I used to like the visor until one crash where I hit my head and the visor came detached on one side and stabbed into my helmet. From then on, visors terrify me.


----------



## tarwheel2 (Jul 7, 2005)

My helmet I use for commuting (Bell Metro) came with a visor, which I immediately removed. However, I put it back on last summer because the sun was starting to get in my eyes a lot during my commute. The visor really helps shield your eyes from sun glare, which can be bad during the hours when I commute. Also helps keep rain off your glasses.


----------



## seeborough (Feb 3, 2004)

I use a cap under the helmet. Visors made me have to lift and hold my head too high to be comfortable for long stretches of road. With the cap, I can flip the visor up and out of sight, if needed.


----------



## Guest (Dec 5, 2008)

I almost always wear a cycling cap under my helmet, if its already raining pretty hard or its dark I sometimes use a longer billed ball cap.


----------



## rugger (Mar 1, 2005)

Visor Riders United!

I may try a cap next spring, but wouldn't a cap make you hotter in hot humid conditions? As it is, I have sweat in the eyes problems on hot days.


----------



## wooglin (Feb 22, 2002)

I'm a cap wearer as well. I've got one that I've cut the entire top out of for hot weather. Its basically a headband with a visor on it now.


----------



## lonesomesteve (Mar 26, 2008)

Um, correct me if I'm wrong, but I'm pretty sure all those arrogant roadie prick rules and regulations governing cycling fashion, bike accessories, etc. are suspended when you're communting. Whatever works is okay. Just don't try wearing a helmet with a visor to your next group ride or crit. In those situations the rules are in full force and punishment will be swift and severe.


----------



## rugger (Mar 1, 2005)

Steve
haha, good advice. When I do triathlon legs, I take off teh visor, believe it or not, for the aerodynamic aspect.

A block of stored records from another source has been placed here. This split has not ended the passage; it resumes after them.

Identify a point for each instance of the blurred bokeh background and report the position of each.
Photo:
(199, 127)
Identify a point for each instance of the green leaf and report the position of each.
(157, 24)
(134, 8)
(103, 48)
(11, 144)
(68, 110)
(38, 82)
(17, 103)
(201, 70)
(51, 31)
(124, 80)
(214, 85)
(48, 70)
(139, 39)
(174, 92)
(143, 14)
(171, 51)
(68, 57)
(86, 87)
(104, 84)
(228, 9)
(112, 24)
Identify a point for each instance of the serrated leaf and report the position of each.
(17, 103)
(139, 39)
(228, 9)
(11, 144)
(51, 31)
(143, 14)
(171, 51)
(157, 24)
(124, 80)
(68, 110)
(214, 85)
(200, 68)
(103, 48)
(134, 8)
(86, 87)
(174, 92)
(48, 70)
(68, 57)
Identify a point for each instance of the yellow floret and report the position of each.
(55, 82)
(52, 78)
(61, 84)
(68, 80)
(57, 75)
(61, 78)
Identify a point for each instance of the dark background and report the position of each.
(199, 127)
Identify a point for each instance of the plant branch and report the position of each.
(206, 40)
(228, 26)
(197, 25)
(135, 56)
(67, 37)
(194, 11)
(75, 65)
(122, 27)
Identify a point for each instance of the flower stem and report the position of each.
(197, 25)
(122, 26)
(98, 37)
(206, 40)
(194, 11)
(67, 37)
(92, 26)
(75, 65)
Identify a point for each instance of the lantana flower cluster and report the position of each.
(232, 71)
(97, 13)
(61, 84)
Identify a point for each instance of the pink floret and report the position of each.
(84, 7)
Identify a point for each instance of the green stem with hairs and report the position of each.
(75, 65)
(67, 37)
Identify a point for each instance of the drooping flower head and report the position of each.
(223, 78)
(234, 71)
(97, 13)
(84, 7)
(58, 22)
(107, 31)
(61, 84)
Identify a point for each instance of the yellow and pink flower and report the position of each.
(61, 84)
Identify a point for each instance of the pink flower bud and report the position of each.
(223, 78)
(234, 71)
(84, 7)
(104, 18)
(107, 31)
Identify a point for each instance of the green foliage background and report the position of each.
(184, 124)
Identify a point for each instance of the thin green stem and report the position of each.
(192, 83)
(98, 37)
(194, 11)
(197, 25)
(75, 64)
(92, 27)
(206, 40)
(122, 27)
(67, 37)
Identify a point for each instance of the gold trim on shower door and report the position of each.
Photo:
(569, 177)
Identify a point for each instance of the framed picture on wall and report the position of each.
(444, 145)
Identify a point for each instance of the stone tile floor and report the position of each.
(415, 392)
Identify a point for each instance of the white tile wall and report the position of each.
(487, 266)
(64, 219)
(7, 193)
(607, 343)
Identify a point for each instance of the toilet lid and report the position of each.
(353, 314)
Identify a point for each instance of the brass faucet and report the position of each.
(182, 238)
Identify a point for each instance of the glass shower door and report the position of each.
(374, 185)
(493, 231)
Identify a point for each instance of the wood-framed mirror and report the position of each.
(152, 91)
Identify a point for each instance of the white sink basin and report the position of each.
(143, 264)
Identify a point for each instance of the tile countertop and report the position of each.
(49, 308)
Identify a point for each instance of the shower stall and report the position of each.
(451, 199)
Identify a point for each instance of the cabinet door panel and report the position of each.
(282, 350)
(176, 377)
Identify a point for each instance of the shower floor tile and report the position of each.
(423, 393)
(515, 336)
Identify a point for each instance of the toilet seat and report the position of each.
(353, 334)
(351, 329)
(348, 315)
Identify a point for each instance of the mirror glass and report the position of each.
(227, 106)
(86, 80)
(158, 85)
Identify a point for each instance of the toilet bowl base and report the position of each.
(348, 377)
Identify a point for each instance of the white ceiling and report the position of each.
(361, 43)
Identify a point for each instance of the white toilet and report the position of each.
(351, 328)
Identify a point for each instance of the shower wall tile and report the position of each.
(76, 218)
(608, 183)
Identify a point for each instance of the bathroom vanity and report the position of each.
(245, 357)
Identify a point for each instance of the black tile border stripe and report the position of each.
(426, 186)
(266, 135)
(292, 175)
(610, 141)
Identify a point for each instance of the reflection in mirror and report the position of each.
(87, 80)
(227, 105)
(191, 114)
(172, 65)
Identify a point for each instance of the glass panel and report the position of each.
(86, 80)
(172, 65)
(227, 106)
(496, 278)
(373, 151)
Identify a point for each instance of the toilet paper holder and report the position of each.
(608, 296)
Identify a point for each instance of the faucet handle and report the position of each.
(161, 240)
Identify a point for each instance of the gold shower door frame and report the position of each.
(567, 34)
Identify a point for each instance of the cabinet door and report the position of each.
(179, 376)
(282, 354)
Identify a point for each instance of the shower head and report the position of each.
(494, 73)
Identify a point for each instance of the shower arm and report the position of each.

Those roadie pricks probably hate it when I smoke past them on my regular training rides, eh? Like rubbing salt in the wounds, Bwahahahaha!


----------



## woodway (Nov 28, 2008)

Visor's aren't cool? Really?


----------



## FatTireFred (Jan 31, 2005)

rugger said:


> Visor Riders United!
> 
> I may try a cap next spring, but wouldn't a cap make you hotter in hot humid conditions? As it is, I have sweat in the eyes problems on hot days.




they make caps from wicking material, coolmax and such... basically a doo-rag or skullcap with a visor


----------



## seeborough (Feb 3, 2004)

woodway said:


> Visor's aren't cool? Really?


Carbon ones are.


----------



## rugger (Mar 1, 2005)

woodway said:


> Visor's aren't cool? Really?



You da man

I think we're starting a new trend here


----------



## JohnnyTooBad (Apr 5, 2004)

I don't even own a road helmet. Maybe it's the MTBer in me. A MTB visor is also great when heading into the sunrise or sunset.


----------



## woodway (Nov 28, 2008)

lonesomesteve said:


> Um, correct me if I'm wrong, but I'm pretty sure all those arrogant roadie prick rules and regulations governing cycling fashion, bike accessories, etc. are suspended when you're communting. Whatever works is okay. Just don't try wearing a helmet with a visor to your next group ride or crit. In those situations the rules are in full force and punishment will be swift and severe.


So the mountain bike shorts that I wear when riding my rode bike would not be cool either?


----------



## rugger (Mar 1, 2005)

Cool, yes, much better airflow through your junk. 

Stylish, probably not so much.


----------



## woodway (Nov 28, 2008)

rugger said:


> Stylish, probably not so much.


Damn.


----------



## rugger (Mar 1, 2005)

woodway said:


> Damn.


Hey, well, keep in mind, the comment comes from a guy who wears a visor


----------